# Hoof growth problem - mineral def. or bad trim job?



## Realfoodmama (Apr 13, 2010)

One of my goats - the "problem" goat it seems.. :roll: - has some odd hoof growth that I have been trying, to no avail apparently, to mend with regular trimming.

To go back to the beginning, she suffered a hoof injury when she was pregnant and the hoof stayed wrapped for nearly three weeks. During this time I couldn't trim and the hoof grew pretty wonky due in part I think to her favoring it from the injury.

Suffice it to say both rear hooves began to grow somewhat curved...as in instead of growing straight up and down, they sort of flare out at the bottom. (I should really take a picture, but hopefully you get the idea).

I have been trying to repair it with regular trimmings and there has been some improvement, but now I am noticing the same thing happening on her front hooves.

She gets alfalfa hay, a 16% sweet feed twice a day that I have doctored up with BOSS and beet pulp, and free choice minerals which is a 1:1 ratio (that is all my local feed store sells).

Could this be all me and my inexperience at foot care or is there a possible mineral deficiency? 
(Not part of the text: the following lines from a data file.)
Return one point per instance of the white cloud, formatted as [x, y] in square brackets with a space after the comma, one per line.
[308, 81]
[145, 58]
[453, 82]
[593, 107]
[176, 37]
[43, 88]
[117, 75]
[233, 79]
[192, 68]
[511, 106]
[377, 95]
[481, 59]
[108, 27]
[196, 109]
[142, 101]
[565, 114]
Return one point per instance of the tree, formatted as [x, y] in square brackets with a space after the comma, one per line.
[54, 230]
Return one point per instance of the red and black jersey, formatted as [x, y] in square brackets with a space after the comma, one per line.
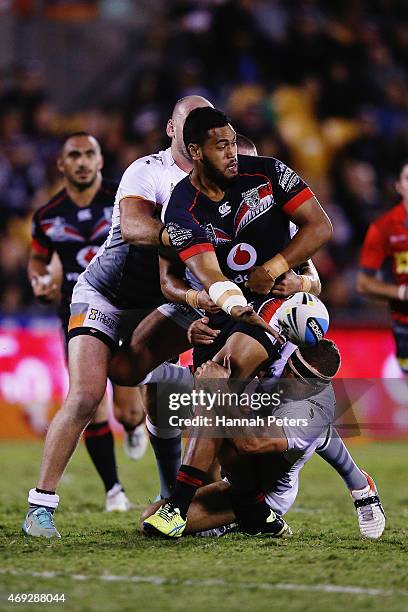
[387, 239]
[74, 233]
[248, 226]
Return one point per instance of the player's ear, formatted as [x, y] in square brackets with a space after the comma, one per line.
[170, 128]
[194, 151]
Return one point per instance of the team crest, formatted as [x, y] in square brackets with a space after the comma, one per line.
[216, 235]
[255, 203]
[251, 198]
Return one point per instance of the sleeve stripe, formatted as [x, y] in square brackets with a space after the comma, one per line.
[38, 248]
[297, 200]
[195, 250]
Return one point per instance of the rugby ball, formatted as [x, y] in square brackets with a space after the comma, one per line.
[304, 319]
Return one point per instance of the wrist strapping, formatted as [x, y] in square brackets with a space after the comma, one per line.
[226, 295]
[276, 266]
[306, 283]
[192, 298]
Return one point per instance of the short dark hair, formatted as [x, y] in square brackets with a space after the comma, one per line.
[78, 134]
[324, 356]
[243, 142]
[199, 121]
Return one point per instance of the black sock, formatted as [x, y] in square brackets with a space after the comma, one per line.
[189, 479]
[251, 510]
[99, 443]
[168, 460]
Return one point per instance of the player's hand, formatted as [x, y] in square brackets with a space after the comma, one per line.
[200, 333]
[44, 288]
[259, 281]
[213, 370]
[246, 314]
[206, 303]
[287, 284]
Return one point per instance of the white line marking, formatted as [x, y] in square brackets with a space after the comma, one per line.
[159, 580]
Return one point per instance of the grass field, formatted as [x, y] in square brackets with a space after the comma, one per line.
[103, 563]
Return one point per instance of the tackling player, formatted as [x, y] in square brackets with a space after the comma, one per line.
[72, 226]
[277, 474]
[229, 221]
[387, 239]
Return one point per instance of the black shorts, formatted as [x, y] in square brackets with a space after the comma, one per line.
[400, 331]
[265, 307]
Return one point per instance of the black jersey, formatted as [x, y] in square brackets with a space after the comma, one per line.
[248, 226]
[74, 233]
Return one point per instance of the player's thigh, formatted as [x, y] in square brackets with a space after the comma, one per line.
[88, 359]
[128, 401]
[102, 412]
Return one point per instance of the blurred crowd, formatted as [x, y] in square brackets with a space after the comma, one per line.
[321, 85]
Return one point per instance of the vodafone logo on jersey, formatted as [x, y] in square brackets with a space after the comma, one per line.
[85, 255]
[241, 257]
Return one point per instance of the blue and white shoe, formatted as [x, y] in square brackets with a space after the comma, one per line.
[40, 523]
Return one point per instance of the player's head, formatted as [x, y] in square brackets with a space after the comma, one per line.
[175, 125]
[317, 363]
[212, 145]
[402, 182]
[245, 146]
[80, 160]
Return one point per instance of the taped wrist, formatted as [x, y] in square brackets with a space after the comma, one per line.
[276, 266]
[306, 283]
[192, 298]
[226, 295]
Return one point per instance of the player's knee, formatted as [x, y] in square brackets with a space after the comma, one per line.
[83, 403]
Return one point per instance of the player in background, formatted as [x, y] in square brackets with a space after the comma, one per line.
[387, 241]
[232, 215]
[72, 226]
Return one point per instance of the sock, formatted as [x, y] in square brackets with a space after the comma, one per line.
[99, 443]
[166, 444]
[251, 510]
[189, 479]
[39, 498]
[334, 451]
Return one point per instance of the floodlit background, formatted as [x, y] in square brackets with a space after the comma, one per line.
[321, 85]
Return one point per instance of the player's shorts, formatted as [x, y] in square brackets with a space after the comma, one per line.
[181, 314]
[266, 307]
[400, 332]
[92, 314]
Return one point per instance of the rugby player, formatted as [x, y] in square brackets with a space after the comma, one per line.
[276, 474]
[230, 217]
[72, 226]
[387, 241]
[118, 289]
[332, 449]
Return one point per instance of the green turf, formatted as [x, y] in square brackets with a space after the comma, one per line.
[232, 573]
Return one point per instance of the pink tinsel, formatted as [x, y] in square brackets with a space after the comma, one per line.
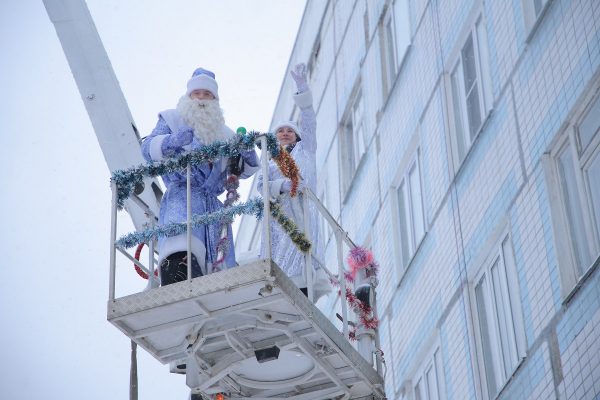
[359, 258]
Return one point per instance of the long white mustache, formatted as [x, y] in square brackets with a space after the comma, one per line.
[205, 117]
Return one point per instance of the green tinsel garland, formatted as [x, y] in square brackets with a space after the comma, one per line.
[224, 215]
[290, 227]
[126, 180]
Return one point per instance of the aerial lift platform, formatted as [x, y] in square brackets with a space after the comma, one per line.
[247, 332]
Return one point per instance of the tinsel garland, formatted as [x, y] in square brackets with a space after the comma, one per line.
[252, 207]
[126, 180]
[359, 258]
[289, 169]
[290, 227]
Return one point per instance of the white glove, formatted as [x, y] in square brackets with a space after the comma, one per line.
[299, 75]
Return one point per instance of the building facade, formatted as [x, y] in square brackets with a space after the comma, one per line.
[459, 139]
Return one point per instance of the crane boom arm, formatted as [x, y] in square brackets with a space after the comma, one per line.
[103, 98]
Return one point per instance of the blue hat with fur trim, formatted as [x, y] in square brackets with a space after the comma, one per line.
[203, 79]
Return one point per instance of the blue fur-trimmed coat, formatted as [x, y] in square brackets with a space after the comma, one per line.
[207, 182]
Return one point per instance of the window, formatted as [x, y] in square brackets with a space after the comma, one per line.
[410, 212]
[354, 140]
[394, 41]
[573, 170]
[470, 87]
[429, 380]
[499, 321]
[532, 11]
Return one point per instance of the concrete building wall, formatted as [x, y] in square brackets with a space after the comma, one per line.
[498, 202]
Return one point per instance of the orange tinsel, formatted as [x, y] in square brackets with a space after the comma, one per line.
[289, 169]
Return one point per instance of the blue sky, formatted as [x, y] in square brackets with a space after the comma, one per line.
[55, 199]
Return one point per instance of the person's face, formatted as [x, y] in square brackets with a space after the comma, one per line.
[286, 136]
[202, 94]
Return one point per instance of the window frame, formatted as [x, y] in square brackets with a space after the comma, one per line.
[476, 30]
[412, 160]
[531, 19]
[429, 362]
[348, 139]
[391, 59]
[497, 255]
[570, 271]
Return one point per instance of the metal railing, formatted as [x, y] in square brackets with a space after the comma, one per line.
[363, 337]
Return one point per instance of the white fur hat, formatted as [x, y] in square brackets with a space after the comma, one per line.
[203, 79]
[291, 124]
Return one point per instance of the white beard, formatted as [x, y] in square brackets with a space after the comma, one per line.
[205, 117]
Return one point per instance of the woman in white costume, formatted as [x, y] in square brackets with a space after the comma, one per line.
[301, 142]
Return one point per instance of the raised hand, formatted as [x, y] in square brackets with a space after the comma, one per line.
[299, 76]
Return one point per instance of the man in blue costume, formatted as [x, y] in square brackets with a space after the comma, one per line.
[196, 121]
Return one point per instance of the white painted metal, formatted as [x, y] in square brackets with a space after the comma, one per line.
[264, 158]
[113, 239]
[307, 256]
[214, 323]
[189, 221]
[342, 280]
[102, 97]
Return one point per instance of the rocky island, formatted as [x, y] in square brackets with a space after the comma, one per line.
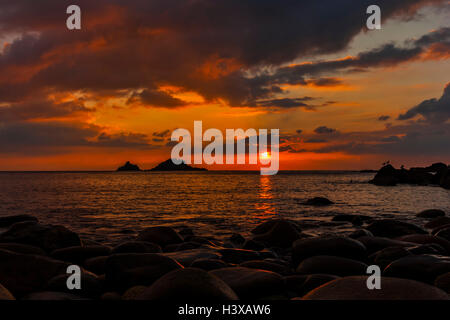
[128, 166]
[436, 174]
[168, 165]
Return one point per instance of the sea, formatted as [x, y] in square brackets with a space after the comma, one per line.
[109, 207]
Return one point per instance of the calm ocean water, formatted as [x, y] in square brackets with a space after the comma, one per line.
[110, 206]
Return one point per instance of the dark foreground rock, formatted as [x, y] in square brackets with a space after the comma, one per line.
[355, 288]
[335, 246]
[251, 283]
[10, 220]
[126, 270]
[189, 284]
[47, 237]
[22, 274]
[162, 236]
[391, 228]
[5, 294]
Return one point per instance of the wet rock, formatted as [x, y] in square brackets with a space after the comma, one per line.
[162, 236]
[208, 264]
[190, 283]
[266, 265]
[47, 237]
[280, 233]
[238, 255]
[431, 213]
[426, 239]
[7, 221]
[431, 248]
[374, 244]
[22, 248]
[52, 296]
[236, 238]
[251, 283]
[337, 246]
[125, 270]
[133, 293]
[318, 201]
[96, 265]
[78, 254]
[437, 222]
[355, 288]
[422, 268]
[385, 256]
[91, 287]
[444, 233]
[22, 273]
[111, 296]
[299, 285]
[393, 228]
[332, 265]
[443, 282]
[5, 294]
[187, 257]
[136, 247]
[360, 233]
[251, 244]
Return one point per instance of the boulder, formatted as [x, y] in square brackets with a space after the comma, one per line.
[318, 201]
[427, 239]
[79, 254]
[281, 234]
[374, 244]
[133, 293]
[136, 247]
[5, 294]
[96, 265]
[355, 288]
[187, 257]
[238, 255]
[437, 222]
[444, 233]
[22, 273]
[422, 268]
[47, 237]
[431, 213]
[387, 255]
[22, 248]
[189, 284]
[337, 246]
[208, 264]
[251, 283]
[91, 286]
[332, 265]
[393, 228]
[299, 285]
[162, 236]
[125, 270]
[7, 221]
[443, 282]
[266, 265]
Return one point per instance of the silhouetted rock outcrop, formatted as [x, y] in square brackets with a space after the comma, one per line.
[128, 166]
[168, 165]
[436, 174]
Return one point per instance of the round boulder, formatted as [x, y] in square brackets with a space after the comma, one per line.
[189, 284]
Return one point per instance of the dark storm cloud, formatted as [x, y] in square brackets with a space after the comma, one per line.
[324, 130]
[432, 110]
[141, 44]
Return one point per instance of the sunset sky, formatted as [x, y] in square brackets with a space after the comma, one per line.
[343, 97]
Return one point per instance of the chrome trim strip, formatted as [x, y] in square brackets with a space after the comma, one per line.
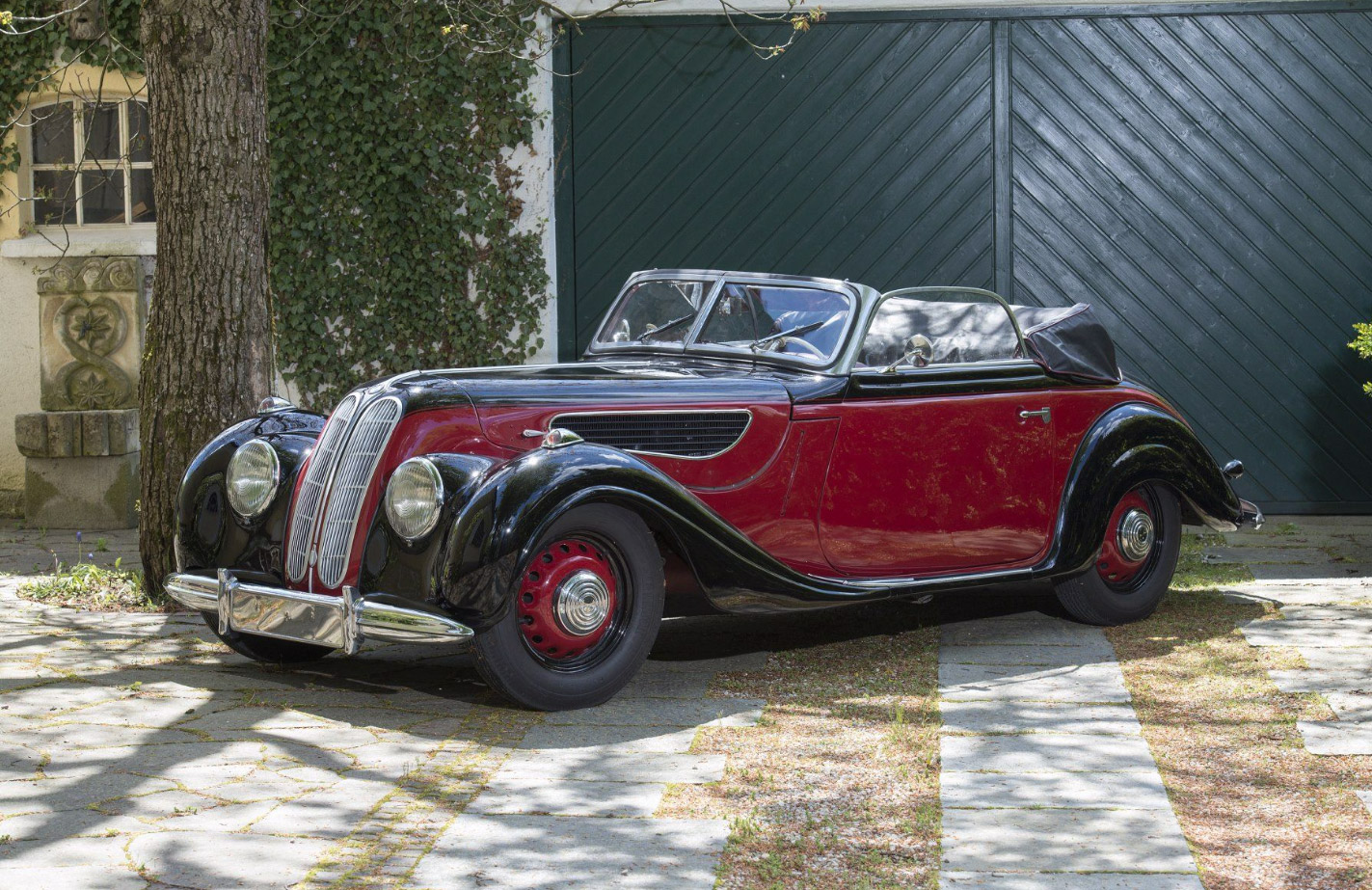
[313, 487]
[335, 621]
[553, 424]
[360, 457]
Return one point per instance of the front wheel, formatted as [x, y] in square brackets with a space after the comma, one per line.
[1135, 562]
[584, 613]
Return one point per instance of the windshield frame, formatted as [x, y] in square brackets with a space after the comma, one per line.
[689, 344]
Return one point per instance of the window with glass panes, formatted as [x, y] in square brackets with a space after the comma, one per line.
[91, 163]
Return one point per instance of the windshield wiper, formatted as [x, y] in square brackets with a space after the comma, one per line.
[794, 332]
[668, 325]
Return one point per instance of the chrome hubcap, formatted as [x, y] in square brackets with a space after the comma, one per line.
[582, 604]
[1135, 535]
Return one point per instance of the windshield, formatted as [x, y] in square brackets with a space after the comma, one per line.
[798, 321]
[656, 311]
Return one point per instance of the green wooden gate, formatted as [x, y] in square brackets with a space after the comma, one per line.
[1202, 177]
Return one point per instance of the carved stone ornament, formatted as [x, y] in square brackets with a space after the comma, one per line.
[93, 330]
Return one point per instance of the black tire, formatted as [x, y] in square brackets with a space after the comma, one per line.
[513, 669]
[266, 649]
[1090, 600]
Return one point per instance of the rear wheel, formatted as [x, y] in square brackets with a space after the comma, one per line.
[584, 613]
[266, 649]
[1135, 562]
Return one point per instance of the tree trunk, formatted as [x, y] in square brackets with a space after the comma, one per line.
[209, 341]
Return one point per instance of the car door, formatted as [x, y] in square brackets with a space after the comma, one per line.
[946, 467]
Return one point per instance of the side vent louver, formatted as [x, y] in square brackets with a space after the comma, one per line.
[311, 487]
[672, 434]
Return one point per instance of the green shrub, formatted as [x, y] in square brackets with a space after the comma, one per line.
[1362, 346]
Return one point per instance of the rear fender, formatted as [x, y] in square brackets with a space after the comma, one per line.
[1128, 445]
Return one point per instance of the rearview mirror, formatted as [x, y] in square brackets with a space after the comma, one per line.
[918, 353]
FYI: this is the same goat who is so skinny and is still giving me between 3 and 4 quarts a day. Her coat looks great now after adding BOSS and beet pulp and she is definitely a frisky girl.


----------



## sweetgoats (Oct 18, 2007)

I am sorry you are having to deal with this.

The best thing I would suggest is to get a few pictures and let us see what you are talking about. It is hard to say without seeing it. 

Now goats do founder also.


----------



## toth boer goats (Jul 20, 2008)

I have to agree with Lori... pics will help determine... what may be going on.... :hug:


----------



## nancy d (Oct 5, 2007)

Sorry I dont have any suggestions but do have a couple who's rear feet sort of flare out as you have described. They get plenty minerals so thats not the issue. But pics would be hepful. 
These two have the same sire & one of the boys inherited the ugly rear feet.
If you keep em on a frequent trim schedule maybe it can be corrected somewhat.:scratch:


----------



## Realfoodmama (Apr 13, 2010)

I'll see if I can't get a picture this afternoon.

My other goat doesn't have any of these problems, it should be noted, and they get the same diet - of course the other goat also isn't in milk atm and has yet to be bred this season.


----------



## sweetgoats (Oct 18, 2007)

Hopefully we will be able to help you when we can see it.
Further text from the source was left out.